Una mappatura sistematica dei cantieri in corso ne rivelerebbe la presenza in distribuzione pressoché capillare su tutta la città, costruendo una topologia di zone in divenire di natura estremamente variegata sia nella scala che nella rapidità con cui i cambiamenti prendono sostanza.
Tuttavia è sulla linea che unisce la città all’oceano che la maggior parte delle energie, fisiche non meno che mediatiche, si sono concentrate. In linea con una tendenza comune a molte città europee, infatti, anche Oslo ha avviato da alcuni anni un processo di dislocazione delle infrastrutture marittime più centrali verso siti periferici, con l’intento di reclamare al territorio urbano grandi aree storicamente destinate ad attività portuali, ed aprire così la città al mare.
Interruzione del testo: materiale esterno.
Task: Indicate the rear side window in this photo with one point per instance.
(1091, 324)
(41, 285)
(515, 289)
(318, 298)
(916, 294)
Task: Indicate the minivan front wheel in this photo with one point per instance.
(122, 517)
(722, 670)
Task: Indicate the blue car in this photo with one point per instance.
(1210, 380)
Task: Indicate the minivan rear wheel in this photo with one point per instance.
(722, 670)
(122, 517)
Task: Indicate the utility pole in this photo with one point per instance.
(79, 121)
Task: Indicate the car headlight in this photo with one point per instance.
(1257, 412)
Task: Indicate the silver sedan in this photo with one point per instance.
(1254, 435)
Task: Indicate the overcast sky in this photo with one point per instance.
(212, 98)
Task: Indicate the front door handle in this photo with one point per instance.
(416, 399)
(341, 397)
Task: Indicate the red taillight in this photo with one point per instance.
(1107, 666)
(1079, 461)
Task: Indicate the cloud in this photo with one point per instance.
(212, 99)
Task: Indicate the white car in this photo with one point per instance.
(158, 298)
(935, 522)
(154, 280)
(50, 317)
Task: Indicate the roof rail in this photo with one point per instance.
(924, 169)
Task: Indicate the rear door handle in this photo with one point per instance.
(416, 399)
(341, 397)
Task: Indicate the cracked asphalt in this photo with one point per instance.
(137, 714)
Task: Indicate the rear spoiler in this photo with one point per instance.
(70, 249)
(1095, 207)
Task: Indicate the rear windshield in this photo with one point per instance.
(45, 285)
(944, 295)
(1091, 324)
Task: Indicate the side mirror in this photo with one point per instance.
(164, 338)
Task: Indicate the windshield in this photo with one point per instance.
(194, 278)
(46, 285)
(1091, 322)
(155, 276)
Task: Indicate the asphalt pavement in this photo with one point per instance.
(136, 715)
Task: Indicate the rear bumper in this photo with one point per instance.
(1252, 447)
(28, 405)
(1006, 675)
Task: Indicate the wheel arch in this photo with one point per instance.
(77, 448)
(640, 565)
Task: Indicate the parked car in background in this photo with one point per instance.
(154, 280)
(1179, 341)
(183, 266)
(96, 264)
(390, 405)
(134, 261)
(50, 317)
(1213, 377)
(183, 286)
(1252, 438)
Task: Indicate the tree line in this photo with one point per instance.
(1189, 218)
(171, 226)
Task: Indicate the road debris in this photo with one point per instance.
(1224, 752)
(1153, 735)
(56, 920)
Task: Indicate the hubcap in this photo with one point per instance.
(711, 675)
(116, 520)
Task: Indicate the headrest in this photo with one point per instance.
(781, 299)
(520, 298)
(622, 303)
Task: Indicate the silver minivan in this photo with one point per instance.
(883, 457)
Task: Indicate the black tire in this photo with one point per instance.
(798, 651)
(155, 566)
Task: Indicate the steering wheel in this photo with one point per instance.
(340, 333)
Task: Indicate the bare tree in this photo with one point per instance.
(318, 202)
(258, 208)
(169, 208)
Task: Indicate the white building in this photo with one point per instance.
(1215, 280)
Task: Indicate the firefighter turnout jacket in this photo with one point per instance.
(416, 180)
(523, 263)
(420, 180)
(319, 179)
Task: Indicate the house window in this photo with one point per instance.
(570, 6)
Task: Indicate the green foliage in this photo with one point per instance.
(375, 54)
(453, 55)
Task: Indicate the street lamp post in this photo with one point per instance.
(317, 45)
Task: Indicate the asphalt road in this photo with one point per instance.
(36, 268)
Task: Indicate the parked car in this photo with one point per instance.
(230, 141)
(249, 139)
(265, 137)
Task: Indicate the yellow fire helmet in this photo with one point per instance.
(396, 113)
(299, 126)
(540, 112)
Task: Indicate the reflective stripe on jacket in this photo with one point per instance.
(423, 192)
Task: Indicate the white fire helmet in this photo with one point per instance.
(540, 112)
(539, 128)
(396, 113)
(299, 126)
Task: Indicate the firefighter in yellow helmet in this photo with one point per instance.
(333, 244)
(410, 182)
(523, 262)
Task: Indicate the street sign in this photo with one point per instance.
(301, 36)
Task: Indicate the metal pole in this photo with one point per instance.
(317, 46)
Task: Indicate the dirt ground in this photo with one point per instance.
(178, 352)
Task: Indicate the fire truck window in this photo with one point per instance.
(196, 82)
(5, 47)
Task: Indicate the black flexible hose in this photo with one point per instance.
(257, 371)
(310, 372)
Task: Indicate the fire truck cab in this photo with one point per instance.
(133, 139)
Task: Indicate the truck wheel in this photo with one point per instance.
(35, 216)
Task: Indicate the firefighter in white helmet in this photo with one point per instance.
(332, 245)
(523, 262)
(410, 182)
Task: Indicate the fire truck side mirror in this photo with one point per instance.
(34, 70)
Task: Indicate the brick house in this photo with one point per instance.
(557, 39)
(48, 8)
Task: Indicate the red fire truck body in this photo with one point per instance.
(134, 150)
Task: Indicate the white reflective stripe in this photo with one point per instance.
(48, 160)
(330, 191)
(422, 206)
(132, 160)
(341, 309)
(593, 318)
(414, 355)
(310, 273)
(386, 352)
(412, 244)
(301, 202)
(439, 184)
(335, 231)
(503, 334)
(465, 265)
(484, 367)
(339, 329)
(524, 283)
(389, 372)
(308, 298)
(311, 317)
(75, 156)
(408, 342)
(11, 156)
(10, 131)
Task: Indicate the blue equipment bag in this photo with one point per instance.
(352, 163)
Il progetto Oslo Fjordbyen include ad oggi un esteso territorio di 225 ettari che abbraccia l’oceano da ovest ad est, suddiviso in tredici aree di prossima trasformazione, ciascuna assegnata ad obiettivi, tempi ed attori specifici. Esiste tuttavia un centro attorno al quale questo futuro gravita. Si tratta di una penisola piuttosto vasta, che fino ad oggi costituiva una propaggine nascosta della città a est del centro, in un’area compresa tra la stazione ferroviaria e il fiordo. È qui che si concentravano le principali attività di interscambio delle merci, facilitate dalla locale convergenza di importanti linee infrastrutturali. Eppure, proprio le stesse infrastrutture avevano per decenni mantenuto questo settore urbano ineluttabilmente separato sia dalla città storica che dal mare. La decisione di ricollocare il porto industriale fuori dai confini cittadini e di rimuovere l’autostrada E18 dal litorale, deviandone il tragitto in nuovo tunnel sottomarino, hanno però restituito al territorio di Bjørvika un ruolo cruciale nel futuro sviluppo di Oslo. L’area di Bjørvika fa anche parte di quella metà est della città storicamente abitata dai ceti più popolari, in cui tutti i dati statistici cui si affida la misurazione del benessere registrano da sempre dati negativi. Era inevitabile che la trasformazione del litorale a ridosso di un tale contesto acquistasse il significato aggiuntivo di un’apertura del fiordo a tutti. Così, quando è stato aperto il dibattito, su dove il primo edificio della futura Fjorbyen dovesse sorgere, la scelta di dirottare la nuova Opera House da ovest verso est ha subito acquistato il valore di una promessa democratica largamente condivisa.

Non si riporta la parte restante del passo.